GitHub - Shopify/go-lua: A Lua VM in Go

Sample Script
if asset.labels == nil then
    asset.labels = {}
end
asset.labels["script_engine"] = "gopherlua"

for _, e in ipairs(asset.data.entities) do
    if e.labels == nil then
        e.labels = {}
    end
    e.labels["catch_phrase"] = "Here's Johnny!"
end

for _, f in ipairs(asset.data.features) do
    if f.name == "ongoing_placed_and_waiting_acceptance_orders" or f.name == "ongoing_orders" then
        f.entity_name = "customer_orders"
    elseif f.name == "merchant_avg_dispatch_arrival_time_10m" then
        f.entity_name = "merchant_driver"
    elseif f.name == "ongoing_accepted_orders" then
        f.entity_name = "merchant_orders"
    end
end

if asset.owners == nil then
    -- asset.owners gets initialised as a map and decoding into *asset.Asset fails.
    -- asset.owners = {}
end
-- Inserting into the table fails with runtime error: invalid key to 'next'
-- table.insert(asset.owners, {name = "Big Mom", email = "big.mom@wholecakeisland.com"})

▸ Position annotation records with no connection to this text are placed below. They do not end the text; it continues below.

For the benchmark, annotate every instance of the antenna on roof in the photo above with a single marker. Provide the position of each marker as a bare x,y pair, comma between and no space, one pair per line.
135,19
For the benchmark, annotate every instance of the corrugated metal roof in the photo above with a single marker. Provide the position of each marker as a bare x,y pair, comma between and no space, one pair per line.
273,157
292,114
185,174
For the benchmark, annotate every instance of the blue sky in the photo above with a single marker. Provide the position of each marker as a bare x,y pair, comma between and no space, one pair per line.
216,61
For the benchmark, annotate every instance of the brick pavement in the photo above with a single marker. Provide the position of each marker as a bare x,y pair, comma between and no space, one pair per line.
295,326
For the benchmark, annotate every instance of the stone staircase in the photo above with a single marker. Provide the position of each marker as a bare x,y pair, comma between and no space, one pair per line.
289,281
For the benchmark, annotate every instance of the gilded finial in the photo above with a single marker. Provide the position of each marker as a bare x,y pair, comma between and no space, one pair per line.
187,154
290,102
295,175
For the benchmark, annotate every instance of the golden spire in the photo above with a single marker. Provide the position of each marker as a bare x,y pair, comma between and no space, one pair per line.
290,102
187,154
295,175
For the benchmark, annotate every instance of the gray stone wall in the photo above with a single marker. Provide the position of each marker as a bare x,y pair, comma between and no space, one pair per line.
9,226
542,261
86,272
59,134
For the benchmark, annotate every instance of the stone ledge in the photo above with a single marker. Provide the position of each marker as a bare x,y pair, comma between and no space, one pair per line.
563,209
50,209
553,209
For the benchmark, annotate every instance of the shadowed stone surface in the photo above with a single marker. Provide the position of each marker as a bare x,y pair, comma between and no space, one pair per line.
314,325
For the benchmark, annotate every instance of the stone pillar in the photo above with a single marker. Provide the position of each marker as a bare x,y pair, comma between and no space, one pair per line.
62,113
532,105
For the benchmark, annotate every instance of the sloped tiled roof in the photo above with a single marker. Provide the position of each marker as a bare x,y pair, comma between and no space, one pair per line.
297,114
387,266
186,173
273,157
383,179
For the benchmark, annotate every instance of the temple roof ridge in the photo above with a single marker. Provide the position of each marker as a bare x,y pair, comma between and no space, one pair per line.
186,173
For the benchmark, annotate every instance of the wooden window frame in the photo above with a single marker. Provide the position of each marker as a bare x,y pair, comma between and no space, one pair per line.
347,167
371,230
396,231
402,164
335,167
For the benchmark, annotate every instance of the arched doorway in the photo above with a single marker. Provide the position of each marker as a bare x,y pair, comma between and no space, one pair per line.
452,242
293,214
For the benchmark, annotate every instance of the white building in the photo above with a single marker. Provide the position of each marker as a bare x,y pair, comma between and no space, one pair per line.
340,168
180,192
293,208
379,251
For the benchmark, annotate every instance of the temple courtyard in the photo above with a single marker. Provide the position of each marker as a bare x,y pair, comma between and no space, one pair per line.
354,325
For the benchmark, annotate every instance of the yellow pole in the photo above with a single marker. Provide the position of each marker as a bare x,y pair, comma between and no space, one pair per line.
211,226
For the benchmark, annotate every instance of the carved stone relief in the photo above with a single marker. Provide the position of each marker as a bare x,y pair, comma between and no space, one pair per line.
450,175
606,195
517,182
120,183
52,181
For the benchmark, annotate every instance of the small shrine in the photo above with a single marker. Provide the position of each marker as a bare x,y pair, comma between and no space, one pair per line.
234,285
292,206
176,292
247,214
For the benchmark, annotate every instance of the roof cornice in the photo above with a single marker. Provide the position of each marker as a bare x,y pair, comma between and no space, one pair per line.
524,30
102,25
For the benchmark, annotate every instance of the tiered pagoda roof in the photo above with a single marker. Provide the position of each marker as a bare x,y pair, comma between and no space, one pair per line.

asset.url = urler(asset.name)

for _, u in ipairs(asset.lineage.upstreams) do
    if u.service == "kafka" then
        -- Fails inexplicably with "attempt to call a nil value" runtime error.
        -- u.urn = u.urn:gsub(".yonkou.io", "")
    end
end

golua/golua_transform.go

Pros
  • Being used in Shopify's load generation tool.
  • Can use native lua API such as ipairs for working with values passed into lua script from Go.
Cons
  • No direct support for Go structs . Need a good amount of reflection to simplify passing in and modifying a Go value inside lua. So we are instead passing in a map[string]interface{} into the script using a helper library. The modifications to the map do not reflect in the Go environment and we are having to pull out the modified value from lua after script execution finishes.
  • No releases/tags for the library.
  • No direct support for context.Context, and it is not clear how script execution could be terminated on timeout/context cancellation.
  • Not able to fulfill the requirements:
    • Set the owner as {Name: Big Mom, Email: big.mom@wholecakeisland.com}.
    • For each lineage upstream, if the service is Kafka, apply a string replace op on the URN - {.yonkou.io => }.
  • Is slower than GopherLua according to go-lua itself.
GopherLua

yuin/gopher-lua: GopherLua: VM and compiler for Lua in Go

Sample Script
if asset.labels == nil then
    asset.labels = {}
end
asset.labels["script_engine"] = "gopherlua"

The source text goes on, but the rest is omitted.